But it’s a habit. So I go, and I run, and I refuse to think of things I shouldn’t think of.

Of people I shouldn’t picture.

Instead, I review the day ahead. I have a meeting with Ian at the office at nine-thirty. We need to discuss the plans for our newest Sweet Nothings spin-off— Afternoon Delight . Then, I have a conference call with our London office. After that, I’ll dive into scripts, maybe make some more progress on the Fontaine situation.

Somewhere around Eighteenth Street, a voice calls out from behind me, mingling with the sound of pedals pumping and wheels whooshing. “Good morning.”

And just like that, the ice age ends. Heat zaps down my spine.

I turn my gaze, slow my running pace. She slows her bike too, then stops near me. I pull up short.

Harlow smiles my way, sensual and indulgent. “Who would have thought you owned something besides pants and perfect business shirts?” she says, her breath imprinting on the morning air.

I try to keep the tone light. Keep it safe. “Can’t burn off all those olives wearing a dress shirt,” I joke. Joking has to help.

“Maybe don’t burn them off,” she says, then shudders as she tugs her sleeves down lower. Thank god it’s too cold to talk for long. “I can bring you some more sometime.”

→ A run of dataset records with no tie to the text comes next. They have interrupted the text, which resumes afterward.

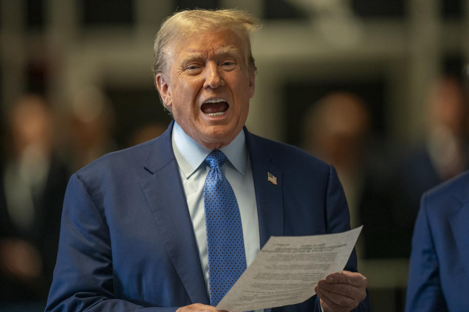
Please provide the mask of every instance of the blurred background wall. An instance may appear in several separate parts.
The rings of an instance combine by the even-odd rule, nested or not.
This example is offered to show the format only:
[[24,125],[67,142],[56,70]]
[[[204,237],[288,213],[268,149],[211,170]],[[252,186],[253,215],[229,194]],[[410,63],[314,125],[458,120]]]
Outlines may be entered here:
[[[364,225],[359,268],[372,306],[402,311],[419,198],[469,163],[467,0],[0,0],[1,185],[30,155],[14,147],[12,112],[25,95],[39,95],[51,112],[53,144],[41,155],[54,161],[40,165],[67,168],[54,176],[57,190],[66,180],[58,176],[161,133],[171,117],[153,86],[153,39],[164,18],[195,7],[242,8],[261,19],[247,126],[334,165],[352,226]],[[0,197],[5,223],[8,192]],[[18,247],[12,237],[34,247],[21,232],[4,231],[0,252],[12,254],[4,251]],[[37,244],[30,247],[16,248],[17,260],[40,258]],[[42,283],[30,289],[47,288],[42,263]],[[13,300],[7,292],[0,310],[40,311],[44,295],[35,293]]]

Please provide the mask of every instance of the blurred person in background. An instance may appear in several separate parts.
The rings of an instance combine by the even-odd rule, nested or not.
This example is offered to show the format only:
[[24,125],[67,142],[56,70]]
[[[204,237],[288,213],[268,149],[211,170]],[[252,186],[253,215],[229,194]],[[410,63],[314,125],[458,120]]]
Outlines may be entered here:
[[113,136],[115,115],[108,99],[96,87],[86,87],[74,95],[68,142],[73,172],[117,149]]
[[128,147],[149,141],[161,136],[168,128],[164,122],[153,122],[139,127],[134,131],[127,143]]
[[340,91],[326,95],[312,106],[303,127],[305,150],[337,171],[352,228],[362,224],[358,207],[369,127],[369,113],[362,100],[353,93]]
[[456,78],[440,77],[426,102],[426,132],[419,148],[405,158],[395,183],[399,200],[393,219],[402,238],[396,254],[408,257],[414,223],[424,193],[469,168],[468,103]]
[[0,302],[45,301],[57,256],[69,176],[54,150],[52,112],[38,95],[8,113],[0,166]]
[[364,258],[391,257],[399,239],[390,222],[396,195],[389,182],[395,168],[375,142],[371,115],[357,95],[336,91],[310,109],[303,126],[305,149],[337,170],[352,228],[364,225],[357,244]]

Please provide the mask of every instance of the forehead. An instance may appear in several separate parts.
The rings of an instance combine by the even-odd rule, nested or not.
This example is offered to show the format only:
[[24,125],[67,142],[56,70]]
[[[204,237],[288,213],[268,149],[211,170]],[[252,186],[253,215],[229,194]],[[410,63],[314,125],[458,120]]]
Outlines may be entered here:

Olives. She’s talking about olives. But she’s also talking about more. Momentarily, I let myself forget who she is. I let the ties that bind us fade away.

“Castelvetrano, please,” I say.

“Noted,” she says with a devilish smirk that turns into a smile.

I can’t linger on it. I have to run. “Bye, Harlow,” I say, then I resume my jog.

She pumps the pedals then pulls ahead of me. “Bye, Bridger,” she calls out as she rides well past me, and my name on her lips sounds too good in the cold New York morning.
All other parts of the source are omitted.